Shoes

She ate the food and listened to the conversation. She watched the little boy and smiled as politely as she could. She was being compared to some woman that was her but wasn't. Someone else had inhabited this shell before her. She could speak the language, she could understand concepts, she could use a fork and a spoon but in the context of the greater picture, she didn't know this man, this baby, this kitchen, this house, this person. Sanria.

The man - Colin - looked like he was on the verge of tears every time she proclaimed she didn't know or didn't understand or didn't remember. He showed her the other rooms of the house, telling her how much Sanria liked this one or that one, or how much time she spent there. No matter what, though, when she felt like backing away or just going somewhere for a moment to breathe - she was assured that if she only gave it a chance, she'd remember.

Colin showed her to the bedroom, her bedroom supposedly and she stared at the room with a sigh. She didn't know this place, no matter how pretty it was, and didn't feel as though she was supposed to be here. She took the wedding band from her necklace and frowned. When Colin came in to check on her, he slid it back onto her finger. "That's where it belongs," he said with a very slight chuckle. But why? She didn't know this man. She didn't know anyone.

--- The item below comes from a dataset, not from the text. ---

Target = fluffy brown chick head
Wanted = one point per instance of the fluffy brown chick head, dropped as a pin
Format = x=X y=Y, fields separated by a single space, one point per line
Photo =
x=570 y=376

When she sent him off to sleep in the guest room, the man - Colin - looked as if he could cry. He'd been so sick with worry over her (Sanria, she reminded herself) and all he wanted was to be beside her. She hadn't expected him to take her - but he did. She stared at him in shock as he looked down at her, tears in his eyes, begging her - "Please, tell me you remember this. Please."

"I'm... sorry..."

"These were the times were were the closest. I don't want to lose you."

She laid there beside him in the dark, long after he had fallen asleep. She listened to him breathing, listened to the constant yet muffled din of the waterfall outside the balcony, listened to every sound the house made as it cooled off and settled into the darkness of the night. She couldn't stay here. She couldn't be placed in the mold of this woman who, with so many "long sto- ries" couldn't have been happy. To have killed herself... it didn't make sense. What could have possibly happened to make her loathe living so much. Though Colin had said she had been happy most of the time, the shoe just didn't fit. Neither did she.